Le Congrès général national (CGN) de Tripoli a été attaqué dimanche par des combattants armés de lance-roquettes sol-air et antichars, ainsi que d’armes d’infanterie. Les rues adjacentes ont été bloquées, des bureaux et des meubles ont été ravagés. Les députés ont fui en panique et un incendie s’est déclaré. Selon les agences de presse, 20 personnes ont été kidnappées, deux tuées et 55 blessées.
Après ces événements le général Mokhtar Farnana, chef de la police militaire, a lu sur la chaîne libyenne Al-Ahrar un message au nom de Khalifa Haftar, exigeant la suspension du travail de "l’organe législatif illégitime" et son remplacement par l’assemblée constituante de 60 membres récemment élus, chargée de rédiger la nouvelle Constitution. D’après Farnana, il ne s’agit pas d’un coup d’Etat mais du choix du peuple : "Nous annonçons au monde que le pays ne peut être un incubateur de terrorisme".
Le président du CGN Nouri Bousahmein a affirmé que la situation était sous contrôle et que les députés se réuniraient dès aujourd’hui. Les autorités déclarent également que le gouvernement fonctionne en régime normal. Les États-Unis ont mis en état d’alerte leurs troupes d’infanterie de marine en Sicile, la Tunisie a placé 5 000 soldats près de la frontière libyenne et l’Algérie a évacué son ambassadeur de Tripoli.
Un affrontement de trois jours avait commencé vendredi entre les troupes de Haftar et les islamistes à Benghazi, dans l’est du pays. Des avions à réacteurs ont été utilisés dans l’opération Dignité et le gouvernement libyen a dû instaurer une zone d’exclusion aérienne au-dessus de la ville. 70 personnes ont perdu la vie dans cette confrontation. Dimanche, les hommes de Haftar ont pris pour cible les députés et les dirigeants islamistes.

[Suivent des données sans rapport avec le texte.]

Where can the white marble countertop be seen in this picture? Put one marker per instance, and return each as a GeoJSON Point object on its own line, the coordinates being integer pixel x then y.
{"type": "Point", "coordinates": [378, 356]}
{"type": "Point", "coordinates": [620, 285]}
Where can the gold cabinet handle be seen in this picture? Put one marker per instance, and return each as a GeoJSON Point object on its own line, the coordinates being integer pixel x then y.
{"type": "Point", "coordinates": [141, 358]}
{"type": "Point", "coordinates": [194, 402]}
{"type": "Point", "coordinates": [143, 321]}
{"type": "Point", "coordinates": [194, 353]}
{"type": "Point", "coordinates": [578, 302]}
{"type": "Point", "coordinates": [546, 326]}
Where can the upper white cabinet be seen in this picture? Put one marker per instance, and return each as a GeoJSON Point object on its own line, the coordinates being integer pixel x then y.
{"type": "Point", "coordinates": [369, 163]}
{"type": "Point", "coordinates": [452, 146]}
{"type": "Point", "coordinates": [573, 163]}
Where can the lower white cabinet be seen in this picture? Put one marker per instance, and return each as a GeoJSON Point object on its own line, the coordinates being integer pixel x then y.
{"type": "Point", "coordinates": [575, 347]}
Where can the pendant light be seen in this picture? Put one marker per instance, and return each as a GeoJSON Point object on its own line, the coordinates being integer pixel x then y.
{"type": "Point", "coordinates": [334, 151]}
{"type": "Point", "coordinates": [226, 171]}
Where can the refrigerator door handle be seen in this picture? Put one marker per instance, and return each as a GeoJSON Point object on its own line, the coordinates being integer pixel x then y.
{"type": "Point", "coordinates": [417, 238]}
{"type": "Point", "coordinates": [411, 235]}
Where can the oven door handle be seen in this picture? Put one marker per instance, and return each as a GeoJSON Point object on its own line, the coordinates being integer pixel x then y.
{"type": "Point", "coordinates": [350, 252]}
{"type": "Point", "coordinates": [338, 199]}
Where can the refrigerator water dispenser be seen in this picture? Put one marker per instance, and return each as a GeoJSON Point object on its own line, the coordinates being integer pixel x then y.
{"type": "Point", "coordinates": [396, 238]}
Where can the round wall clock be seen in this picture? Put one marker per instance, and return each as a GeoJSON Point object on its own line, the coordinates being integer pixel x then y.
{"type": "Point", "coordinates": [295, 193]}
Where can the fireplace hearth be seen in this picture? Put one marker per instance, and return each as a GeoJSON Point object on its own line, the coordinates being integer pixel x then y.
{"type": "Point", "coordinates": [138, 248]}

Ce conflit reflète la division au sein du parlement libyen entre les fractions islamistes et non islamistes. Sachant que les islamistes dominent et soutiennent le nouveau premier ministre Ahmed Maitig qui, toutefois, n’a pas encore formé de gouvernement. Selon certaines informations, les insurgés cherchaient précisément à empêcher la nomination des ministres, après avoir appris dimanche que les députés avaient reçu la liste des candidats.
Khalifa Haftar, qui avait renié Mouammar Kadhafi dans les années 1980 et fui aux USA, avait tenté en 2011 de diriger l’insurrection contre le colonel au pouvoir. Le général semble aujourd’hui être inspiré par les événements en Égypte, où les militaires ont renversé en juillet le président islamiste Mohamed Morsi, et s’essaie au rôle du "sauveteur de la nation".
"Les régimes autoritaires et dictatoriaux laissent toujours un vide politique derrière leur effondrement inéluctable. C’est pourquoi le pays est aussi secoué. Par ailleurs, l’arrivée au pouvoir des militaires ou d’un dirigeant politique puissant ayant de l’autorité au sein de l’armée ne signifie pas forcément la fin de la période de déstabilisation, du conflit armé incessant et du chaos. Qui plus est, les problèmes ne pourraient que s’aggraver", a déclaré Alexandre Tkatchenko, chef du Centre d’étude de l’Afrique du Nord et de la Corne de l’Afrique.